DeepCRE - deep learning applications for identification and functional annotation of cis-regulatory elements in crops
Gene expression produces the molecular phenotype from the genotype. Gene expression starts with transcription from DNA to RNA, regulated by protein transcription factors (TFs). TFs own a DNA binding domain (DBD) that recognizes distinct DNA motifs via physicochemical interaction. Such transcription factor binding motifs operate as cis-regulatory elements(CREs) and are arranged in cis-regulatory modules (CRMs) which localise in immediate up- or downstream proximity of the transcription start site (TSS) or the transcription termination site (TTS).
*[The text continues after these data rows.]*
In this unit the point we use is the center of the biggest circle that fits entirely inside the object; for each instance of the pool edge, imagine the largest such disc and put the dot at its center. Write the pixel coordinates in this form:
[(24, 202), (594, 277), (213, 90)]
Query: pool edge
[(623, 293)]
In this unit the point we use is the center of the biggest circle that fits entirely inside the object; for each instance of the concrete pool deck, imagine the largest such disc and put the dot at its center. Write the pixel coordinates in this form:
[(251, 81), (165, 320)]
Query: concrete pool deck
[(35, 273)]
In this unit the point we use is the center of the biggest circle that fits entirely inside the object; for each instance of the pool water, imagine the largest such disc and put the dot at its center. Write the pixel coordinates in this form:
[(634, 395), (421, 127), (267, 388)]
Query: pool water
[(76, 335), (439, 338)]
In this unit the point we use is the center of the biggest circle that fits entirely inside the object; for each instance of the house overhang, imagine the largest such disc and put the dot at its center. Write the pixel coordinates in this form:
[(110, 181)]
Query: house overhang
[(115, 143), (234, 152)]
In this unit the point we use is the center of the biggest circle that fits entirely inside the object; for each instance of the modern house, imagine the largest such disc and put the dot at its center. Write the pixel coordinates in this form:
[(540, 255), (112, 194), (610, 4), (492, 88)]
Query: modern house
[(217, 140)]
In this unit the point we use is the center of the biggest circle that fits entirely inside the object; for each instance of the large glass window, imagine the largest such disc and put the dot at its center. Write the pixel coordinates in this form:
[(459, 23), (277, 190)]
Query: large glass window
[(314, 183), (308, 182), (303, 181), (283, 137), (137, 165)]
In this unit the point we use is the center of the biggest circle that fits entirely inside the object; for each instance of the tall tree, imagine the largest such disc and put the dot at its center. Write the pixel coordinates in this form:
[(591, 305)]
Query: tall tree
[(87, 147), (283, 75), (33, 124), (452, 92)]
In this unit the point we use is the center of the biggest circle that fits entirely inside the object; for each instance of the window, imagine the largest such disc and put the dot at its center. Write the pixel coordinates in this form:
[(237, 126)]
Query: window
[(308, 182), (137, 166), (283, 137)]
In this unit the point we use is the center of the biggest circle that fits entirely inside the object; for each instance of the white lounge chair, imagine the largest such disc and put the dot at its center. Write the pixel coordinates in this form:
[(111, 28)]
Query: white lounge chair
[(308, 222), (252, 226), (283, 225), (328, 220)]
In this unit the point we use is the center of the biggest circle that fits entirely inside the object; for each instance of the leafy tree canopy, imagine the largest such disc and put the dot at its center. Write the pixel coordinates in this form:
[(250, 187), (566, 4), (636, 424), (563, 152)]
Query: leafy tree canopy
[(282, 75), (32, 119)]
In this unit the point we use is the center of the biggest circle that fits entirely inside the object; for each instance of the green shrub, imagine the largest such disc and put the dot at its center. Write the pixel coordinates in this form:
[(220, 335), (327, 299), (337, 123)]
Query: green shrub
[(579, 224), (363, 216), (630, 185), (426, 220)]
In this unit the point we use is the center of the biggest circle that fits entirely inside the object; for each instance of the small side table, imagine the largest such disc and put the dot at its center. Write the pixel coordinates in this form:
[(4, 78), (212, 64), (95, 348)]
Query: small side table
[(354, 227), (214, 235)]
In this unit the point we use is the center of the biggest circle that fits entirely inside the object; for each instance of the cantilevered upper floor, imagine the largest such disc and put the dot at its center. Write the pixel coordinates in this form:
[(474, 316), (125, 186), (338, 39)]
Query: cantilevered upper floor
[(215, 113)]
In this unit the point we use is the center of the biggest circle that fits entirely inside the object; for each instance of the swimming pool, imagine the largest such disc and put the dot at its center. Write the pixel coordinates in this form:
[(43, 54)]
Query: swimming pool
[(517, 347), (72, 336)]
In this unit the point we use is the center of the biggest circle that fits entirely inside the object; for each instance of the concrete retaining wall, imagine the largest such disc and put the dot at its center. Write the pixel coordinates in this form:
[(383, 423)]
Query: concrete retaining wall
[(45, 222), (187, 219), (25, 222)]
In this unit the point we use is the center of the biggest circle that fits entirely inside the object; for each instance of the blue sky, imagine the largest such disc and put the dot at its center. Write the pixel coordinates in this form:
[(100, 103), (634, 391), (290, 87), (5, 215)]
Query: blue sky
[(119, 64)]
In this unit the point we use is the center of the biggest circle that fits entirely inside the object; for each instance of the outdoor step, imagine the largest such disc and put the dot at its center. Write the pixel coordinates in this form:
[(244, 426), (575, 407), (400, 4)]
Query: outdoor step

However, the inference of a regulatory DNA encoded by CREs and cognate TFs is highly complex. For example, in the model plant Arabidopsis thaliana alone, 2296 TFs from 58 different protein families have been characterised by their encoded DBD. It is estimated that with 27,655 target genes, 5 to 20 million potential TF-CRM interactions are possible in the relatively small eukaryotic genome of A. thaliana.
The regulatory network of genomically larger crop plants can be unravelled by the combination of data from transcriptomics and, e.g. chromatin immunoprecipitation (CHiP) sequencing. So, the protein binding patterns of, e.g. TFs during a genes transcription and corresponding profiles can be linked to CREs situated in its flanking regions, using machine learning (ML). Further, ML models are trained and combined from different model species like Zea mays, Arabidopsis thaliana, Solanum lycopersicum and Sorghum bicolor.Consequently, not only species-specific, but also evolutionary conserved CRE motifs can be identified. Accordingly, the resulting ML models and identified CRE motifs enable annotation and prediction of cis-regulatory sequences and functional linkage to their effects on new genomes and gene models of yet genetically uncharacterized crop plants.